Semejante introducción me llevó a mis noches en Buenos Aires --salvando las distancias-- de los años 90 en el Dorado, Morocco, Bunker… espacios también en los que todo era posible y donde por primera vez en mi vida me sentía como en casa, que encajaba: mi imagen allí no hacía ruido. En esos reductos, aunque las leyes para nosotres no existían, yo experimenté finalmente el significado de la libertad.
Según cuentan algunxs historiadores LGBTIQ, en la Berlín de los 20 pasaba de todo. Había entre 80 y 120 cafés y bares LGBT. De hecho, el libro en que se basó la película Cabaret, de Bob Fosse, se llamaba Adiós a Berlín. Gracias a todo esto, algunxs la calificaban como la capital del pecado. Era el sitio preferido por drags queens, transformistas, mujeres trans, travestis, gays y lesbianas.
Terminé de ver el documental con una sensación de nostalgia por los recuerdos que despertó en mí, y volví a la navegación cotidiana por medios gráficos y audiovisuales. El contraste en mi ánimo fue espantoso. En medio de un clima social y político incierto por los resultados electorales, las noticias de gran parte de los medios que leía hablaban de un posible retroceso en materia de derechos ganados para nuestro país. Parece descabellado pensar que, de la noche a la mañana, se podrían borrar años de conquistas sociales, luchas que iniciaron los colectivos LGBT, organizaciones de derechos humanos y asociaciones como la CHA, la Federación Argentina LGBT+, ATTTA, a través de grandes personas como Carlos Jáuregui, Lohana Berkins, Diana Sacayán, Nadia Echazú, etc.
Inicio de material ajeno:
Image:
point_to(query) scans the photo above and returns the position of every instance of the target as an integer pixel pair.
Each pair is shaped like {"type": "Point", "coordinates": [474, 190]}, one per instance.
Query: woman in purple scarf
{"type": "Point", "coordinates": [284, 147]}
Todas batallas que llevaron años y que tuvieron como protagonistas a personas que dejaron la vida en esa cruzada.
Solo escribirlo me causa escalofríos y me hace reflexionar: ¿es posible retroceder y perder lo conquistado? Espero que no, pero no dejo de pensar en que muchas cosas que creíamos imposibles sucedieron y eso me genera mucho miedo e incertidumbre. Las disidencias estamos en peligro aún con las leyes actuales, imaginen qué sucedería si quienes no nos reconocen como sujetos de derechos llegaranal poder.
Sería muy triste volver al pasado, además de aterrador. Observando las discusiones y debates públicos, no dejo de soprenderme con la poca empatía que tienen algunas personas al opinar de ciertas cuestiones sobre las que no tienen ninguna experiencia directa. Ni hablemos cuando se trata de conquistas que tienen que ver con inclusión y diversidad. Es evidente cómo algunxs las asocian directamente al oficialismo. Alguna vez escribí «los gobiernos pasan y las leyes quedan»: ¿cómo alguien se puede cuestionar leyes que mejoran la calidad de vida de los habitantes?
Nací en un país que nos crió para la vergüenza, decía Carlos Jáuregui. Yo les soy honesta: me hubiera encantado crecer en una sociedad donde mi identidad fuera reconocida, donde las personas del mismo sexo pudieran hacer demostraciones de afecto sin que ello les costara sufrimiento, o incluso a veces,la vida.
Sin lugar a duda, en estos 40 años de democracia los grandes ganadores han sido las infancias a quienes les legamos lo conseguido con mucho esfuerzo y lágrimas. No permitamos que ellxs también tengan que dar un paso atrás.